Nicola Fano
Omaggio al grande poeta russo

Rivoluzione Renzi

Andrea Renzi recupera in scena, alla sua maniera, la poesia di Vladimir Majakovskij. La biomeccanica del duemila diventa la nuova frontiera del teatro?

Erano tanti anni che non s’ascoltavano le parole di Majakovskij in pubblico, sicché è quasi obbligatorio non perdersi Fuochi a mare per Vladimir Majakovoskij, un piccolo gioiello scritto, diretto e interpretato da Andrea Renzi per Teatri Uniti. Fino a domenica è all’Argot di Roma, ma poi continuerà la sua tournée. Speriamo più lunga possibile, in omaggio al grande poeta russo.

Beh’, sono molte le considerazioni che scaturiscono da questo spettacolo. Intanto vale raccontarlo: poco meno di un’ora; Andrea Renzi solo davanti a un banchetto che talvolta diventa il piedistallo della sua statua (sua di Majakovskij…); un fondale ora bianco, ora scuro picchettato di stelle, ora rosso come il fuoco. Uno spettacolo, dunque, fatto solo di parole.
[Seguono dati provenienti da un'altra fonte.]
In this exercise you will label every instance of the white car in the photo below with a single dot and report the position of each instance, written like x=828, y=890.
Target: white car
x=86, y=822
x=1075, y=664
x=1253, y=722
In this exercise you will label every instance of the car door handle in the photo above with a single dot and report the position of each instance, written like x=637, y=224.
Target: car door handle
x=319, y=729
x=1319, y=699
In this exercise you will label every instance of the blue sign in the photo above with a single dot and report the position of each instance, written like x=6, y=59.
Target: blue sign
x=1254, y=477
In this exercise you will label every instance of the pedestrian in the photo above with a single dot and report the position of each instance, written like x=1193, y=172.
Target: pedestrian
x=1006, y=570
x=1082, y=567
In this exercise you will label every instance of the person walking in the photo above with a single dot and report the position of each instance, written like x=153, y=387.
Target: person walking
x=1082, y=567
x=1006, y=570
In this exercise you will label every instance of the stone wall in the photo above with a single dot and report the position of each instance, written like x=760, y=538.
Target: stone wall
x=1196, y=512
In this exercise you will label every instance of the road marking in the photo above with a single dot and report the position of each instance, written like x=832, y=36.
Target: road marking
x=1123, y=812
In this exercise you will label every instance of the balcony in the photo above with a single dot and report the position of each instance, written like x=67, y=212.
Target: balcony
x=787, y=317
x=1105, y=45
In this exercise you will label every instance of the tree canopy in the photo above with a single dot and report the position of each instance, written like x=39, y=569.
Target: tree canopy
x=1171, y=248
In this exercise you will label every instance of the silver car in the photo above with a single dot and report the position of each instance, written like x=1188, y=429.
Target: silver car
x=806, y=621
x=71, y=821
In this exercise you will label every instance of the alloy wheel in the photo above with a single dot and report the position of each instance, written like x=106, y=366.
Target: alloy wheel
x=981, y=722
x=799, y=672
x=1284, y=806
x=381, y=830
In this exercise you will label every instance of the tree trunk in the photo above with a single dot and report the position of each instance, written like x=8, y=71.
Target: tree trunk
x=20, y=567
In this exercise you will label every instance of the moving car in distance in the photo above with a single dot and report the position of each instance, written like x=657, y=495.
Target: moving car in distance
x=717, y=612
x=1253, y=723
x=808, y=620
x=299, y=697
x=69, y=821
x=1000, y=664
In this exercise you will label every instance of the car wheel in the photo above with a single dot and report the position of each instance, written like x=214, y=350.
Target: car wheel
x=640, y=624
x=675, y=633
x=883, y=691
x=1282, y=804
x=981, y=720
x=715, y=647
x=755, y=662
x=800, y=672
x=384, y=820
Di parole e della fisicità di Renzi che, nel piccolissimo rettangolo di spazio scenico che si concede, corre, si dimena, urla, spara, arringa le masse. E allora, ecco una considerazione sull’attore: chi lo conosce, sa che la strada percorsa da Renzi è lunga e piena di angoli retti. Dagli esperimenti di Falso Movimento con Mario Martone (come dimenticarlo in Ritorno ad Alphaville?) a quelli più marcatamente poetici di Antonio Neiwiller; poi il cinema d’autore (da Martone a Sorrentino, da Ozpetek a Salvatores, da Muccino a Roberto Andò); fino al grande successo popolare in televisione. Eppure, con questo piccolo grande spettacolo ritorna alle origini: si concede il gusto dell’azzardo, modellandosi addosso i versi pazzi, visionari eppure concreti di Majakovskij. Dimostrando che la strada che ha percorso solo apparentemente è fatta di angoli retti: in realtà segue una linea circolare. Ed è quella stessa della sperimentazione teatrale nata a cavallo tra gli anni Settanta e gli Ottanta (oltre a Martone, è il caso di Toni Servillo, ma anche Federico Tiezzi e Sandro Lombardi): partita dalla figurazione, è arrivata a una ridefinizione dell’arte dell’attore nel suo complesso, arricchendo la tradizione di una fisicità (direi di una capacità di usare se stesso come un’immagine) che non ha precedenti.

Anzi, no. Un precedente ce l’ha. Ed è proprio nella biomeccanica russa (ossia la più grande avanguardia scenica del Novecento) che Andrea Renzi qui cita e rimodella a suo gusto.

L’altra considerazione che va fatta è nella straordinaria vitalità di Majakovskij. Non è una sorpresa, direte voi, che un poeta visionario del primo Novecento sia ancora attuale. Ed è vero, ma certo colpisce sentire nelle parole di un artista che deliberatamente, generosamente e inutilmente si regalò al comunismo, una vena critica anzi tempo («Non fate di Lenin un dio perché era solo un grande uomo», dice la sua celebre, magnifica orazione omonima che detta da Renzi mi ha ricordato, figuriamoci, quella shakespeariana di Marc’Antonio per Giulio Cesare) e uno scetticismo di fondo che lo rende eccezionalmente moderno («Il futuro di un uomo è qui, al centro delle sue cinque dita»). Sarebbe un poeta da rileggere, Majakovskij, se solo qualche editore lo ripubblicasse. Anche per capire che, in fondo, del Novecento ci siamo persi troppe cose!